I left Afghanistan because they shot me. Not once, but three times. I don’t know who shot me or why, they were too far away to see. Afghanistan is a dangerous country – people do not follow rules, they do what they like.
The first time I was shot, it was was in my arm, and I treated the wound myself. The next time it was my leg, and the doctors wanted me to stay in hospital, but I wouldn’t stay. The last time was in my back, and that was bad; I stayed in the hospital for 10 days with that. The doctor said I should have stayed 40, and they were very cross with me when I wouldn’t stay. But when I was well, I left Afghanistan.
When I left, I crossed into Pakistan, then Iran where they put me in prison and deported me back to Afghanistan. So I got back into Pakistan, and this time made it through Iran and into Turkey. Then I walked up through the Balkans, and I saw the horror the refugees suffer on this walk. In Serbia I started taking photos to show the stories.
I don’t really know why I started to take the photos, I just knew someone had to document the journeys that were being made in a way that the media were not. I used my phone at first, but later on in France, a kind volunteer have me a camera.
I kept taking photographs because I thought it was important to document everything. In many places, especially in the Balkans there were no journalists so many details of the refugee’s journey are not known.
I spent a year in Serbia, then I moved from Germany to France. I wasn’t really aiming at France – I didn’t know where would accept me. But two years ago I got my French papers so I’ll be staying here.
In Afghanistan I operated heavy machinery. Now in France I take photographs and teach photography at a university in Paris. I’ve done quite a bit with my pictures – I’ve done several exhibitions and been featured in newspaper articles. I live in Paris most of the time, but I spend a lot of time in Calais and Dunkirk in the refugee camps there.
I find it hard taking the photographs in the camps, because I know the pain of refugees. I have been there, I am them. I know the pain of loss, the fear of the journey and the crossing. I know how scared they are of the future, and how they are afraid for their children. I know how hard the life is, how cold they are and how hungry. And yet I must ask to take the photo. I stay with them though, I live there with them for sometime. They get to trust me, and let me tell their stories.
I keep going back because if I don’t tell their story who will? The media who are there for a day? They do not understand the life of a migrant. They do not look into a refugee’s eyes and see the pain, understand the suffering, but I do. Because I have been in that situation myself.
My best photo? It was when I found a group of refugees who had found a good place to sleep. They put up tents and cleaned the ground. Then the police came and destroyed the camp. When I photographed it, I saw the spear of light piercing the dark destruction. That is the hope of a refugee and it is always there, but sometimes you must look closely to find it.

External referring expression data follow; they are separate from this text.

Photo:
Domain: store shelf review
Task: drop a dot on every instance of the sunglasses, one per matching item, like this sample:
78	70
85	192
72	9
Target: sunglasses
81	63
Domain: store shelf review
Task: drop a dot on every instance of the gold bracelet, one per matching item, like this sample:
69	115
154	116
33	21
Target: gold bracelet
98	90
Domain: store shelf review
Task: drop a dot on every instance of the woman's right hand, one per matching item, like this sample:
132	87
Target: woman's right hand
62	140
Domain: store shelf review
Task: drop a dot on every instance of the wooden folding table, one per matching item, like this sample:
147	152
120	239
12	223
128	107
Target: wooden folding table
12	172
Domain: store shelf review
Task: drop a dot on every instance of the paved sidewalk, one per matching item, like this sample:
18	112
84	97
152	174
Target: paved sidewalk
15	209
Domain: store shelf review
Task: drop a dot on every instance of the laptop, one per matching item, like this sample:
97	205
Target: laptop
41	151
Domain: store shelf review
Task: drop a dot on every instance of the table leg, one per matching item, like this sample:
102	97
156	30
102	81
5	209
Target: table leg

I like to take photos of the dark where the light finds a way through. The light is hope, it is a spiritual thing; there is always hope, but lately that light has become less and less. The darkness is the despair we feel when we leave our homes and find the hostility that welcomes us, but the light will always find a way in.
I’m 29, I think (birthdays are not a thing in Afghanistan) but I’m tired today so I feel older – tomorrow I might be 28. I have a life in France now, and I must be happy with that, but I do miss Afghanistan. I miss my home, my family, and the countryside. I’ve missed important weddings and funerals, I’ve missed seeing my nephews grow. and I miss the food and the sun, the festivals and the music. Oh, and cricket – I really, really miss playing cricket.
But as long as there are refugees and there is light I will keep telling the story, but we must keep fighting for the light, because they cannot go back. Behind them, the light has gone out.